Minutes away from meeting my kid for the first time. Nervous? Check. Excited? Check. Fucking lost in weird city? Check.


(I don't care what you say dear hubs. If you don't know where you are or how to get where you need to be you are lost. Not directionally challenged. Full fledged LOST.)


Ever hear the saying "Don't poke the bear?" My husband is the bear and I am the sharp pointy stick. It's getting ugly over here.


(When one is ten minutes late to meet one's new son and emotionally charged, one should not politely insist freak out demanding one pull over to ask for directions. Unless one would like one's head bitten off by an annoyed spouse. Just so y'all know.)
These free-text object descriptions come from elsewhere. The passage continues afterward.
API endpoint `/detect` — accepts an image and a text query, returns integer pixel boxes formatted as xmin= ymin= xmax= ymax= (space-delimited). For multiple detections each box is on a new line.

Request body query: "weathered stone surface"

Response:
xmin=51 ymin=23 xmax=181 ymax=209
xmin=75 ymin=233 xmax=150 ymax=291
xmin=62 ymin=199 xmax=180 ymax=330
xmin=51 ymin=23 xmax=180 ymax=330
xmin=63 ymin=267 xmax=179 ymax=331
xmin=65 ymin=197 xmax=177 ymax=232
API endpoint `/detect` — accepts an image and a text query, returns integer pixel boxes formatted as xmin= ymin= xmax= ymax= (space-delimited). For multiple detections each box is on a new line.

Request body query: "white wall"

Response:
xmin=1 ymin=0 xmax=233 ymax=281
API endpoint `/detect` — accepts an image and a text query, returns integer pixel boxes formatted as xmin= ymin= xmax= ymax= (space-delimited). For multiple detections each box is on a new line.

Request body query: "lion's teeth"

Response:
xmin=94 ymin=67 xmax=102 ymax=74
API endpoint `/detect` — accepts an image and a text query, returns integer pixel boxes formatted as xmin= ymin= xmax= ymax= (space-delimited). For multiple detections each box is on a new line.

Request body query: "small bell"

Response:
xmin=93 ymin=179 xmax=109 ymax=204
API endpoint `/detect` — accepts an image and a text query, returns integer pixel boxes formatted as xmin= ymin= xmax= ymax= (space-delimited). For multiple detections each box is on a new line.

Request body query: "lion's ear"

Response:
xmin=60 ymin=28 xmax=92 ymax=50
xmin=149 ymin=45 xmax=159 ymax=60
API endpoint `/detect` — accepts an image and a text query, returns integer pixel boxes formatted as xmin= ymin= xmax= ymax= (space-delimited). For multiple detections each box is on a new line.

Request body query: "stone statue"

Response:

Thankfully Boo and I finally got to be where we were suppose to be.


There are no adequate words to explain how one feels knowing her son is just on the other side of the door.


I can't even begin to explain how my heart burst into a million tiny pieces when my son was wheeled out to greet his father and I, smiling from ear to ear and asking for his first high-five.


Or how the ocean of grief I have been treading time in for the past three years suddenly parted like the Red Sea when my new son laughed so hard with me he all but wiggled out of his wheel chair and peed through his pants.


That morning was filled with one electric moment after another.


There will always be a cloud in my skies, a scar on my heart and a tear on my cheek for the little boy I loved and lost. But life hasn't seemed this vibrant for all of us in a very long time.


I've never been more delighted to squint at the blinding brightness of happiness.


Thanks for sharing this long road with my family and myself. If you hadn't been here to hold my hand along the way I can't guarantee I'd be wearing this silly mommy grin and wondering if it's wrong to use my son as a lint collector as he crawls on the floor.


It's with great pleasure I introduce you to my son. (Feel free to leave a blog pseudonym suggestion in the comment box. I'm stumped.)



One of our very first cuddles. He is fascinated with the size of my nose. Apparently, it's highly honkable.



My boy has tight fists. He's going to be a great boxer.



I could pose for pictures with him all day long. My son, however, has other ideas and is bored of this game.



Getting ready for his first sleep in his brand new forever bed. The puppy was eager to join him.


And finally, I'd like to thank Kristen, Catherine and Katie for throwing together a Redneck Shower for the kid and I. There are no adequate words to express our gratitude and affection for all of you.



Plus, I'm dying laughing at the prizes available and I can't wait to read how I'm not the only redneck mommy in the world. I can't be the only gal who has accidentally spray painted her son's penis with bright red paint. Can I?